Open sfc-gh-abeamon opened 3 years ago
I believe this was already fixed with the ioDegradedOrTimeoutError
function. It will throw an io_error if the tlog cannot commit for a long time.
I agree that does seem like it would help, and I think the situation we saw here may have been on a version prior to this change. That said, the timeout for that error is much longer at 2 minutes, and so if we can improve our reaction time to this process being degraded it would still be beneficial.
Also, it seems that we don't use ioDegradedOrTimeoutError
in all of the old tlog implementations. Instead, it's just the current one and 6.0.
When a transaction log is unable to commit or do a few other things during its local recovery, it gets marked degraded. This status gets reported to the cluster controller, who would then attempt to recruit a new transaction subsystem without any degraded logs.
If a log gets reported degraded during recovery, though, and that degradation prevents the recovery from completing, then the cluster controller will not try to replace it.

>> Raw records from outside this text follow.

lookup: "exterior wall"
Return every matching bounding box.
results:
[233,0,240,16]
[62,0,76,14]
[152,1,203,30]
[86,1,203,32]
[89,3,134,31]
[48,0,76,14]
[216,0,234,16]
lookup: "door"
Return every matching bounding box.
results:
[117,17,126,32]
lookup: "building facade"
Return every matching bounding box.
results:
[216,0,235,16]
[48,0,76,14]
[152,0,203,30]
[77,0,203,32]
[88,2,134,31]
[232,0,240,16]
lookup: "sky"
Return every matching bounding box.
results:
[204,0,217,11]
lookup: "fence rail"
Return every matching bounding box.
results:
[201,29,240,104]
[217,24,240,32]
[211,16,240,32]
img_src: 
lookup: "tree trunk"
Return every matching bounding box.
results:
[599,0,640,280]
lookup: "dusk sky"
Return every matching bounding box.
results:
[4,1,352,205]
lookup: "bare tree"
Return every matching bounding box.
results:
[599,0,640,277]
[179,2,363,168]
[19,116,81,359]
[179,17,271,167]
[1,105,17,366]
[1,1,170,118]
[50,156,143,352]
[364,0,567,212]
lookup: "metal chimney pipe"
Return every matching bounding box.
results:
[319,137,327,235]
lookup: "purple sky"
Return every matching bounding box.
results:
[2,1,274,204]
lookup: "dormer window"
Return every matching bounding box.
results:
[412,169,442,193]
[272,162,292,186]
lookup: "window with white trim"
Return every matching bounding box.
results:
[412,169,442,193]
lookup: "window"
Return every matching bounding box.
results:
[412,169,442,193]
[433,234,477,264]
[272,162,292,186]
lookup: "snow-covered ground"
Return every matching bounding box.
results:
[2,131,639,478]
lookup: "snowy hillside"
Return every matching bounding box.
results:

If I understand correctly, this is because
betterMasterExists
does not attempt to reevaluate the cluster layout if it is not sufficiently recovered:https://github.com/apple/foundationdb/blob/5a5f724d9c7f1c1fac47a610264effc4b44d300e/fdbserver/ClusterController.actor.cpp#L2223
This behavior was observed in 6.2, and while the line above still exists I'm not sure if this is impacted by some of the other newer changes to the degradation logic.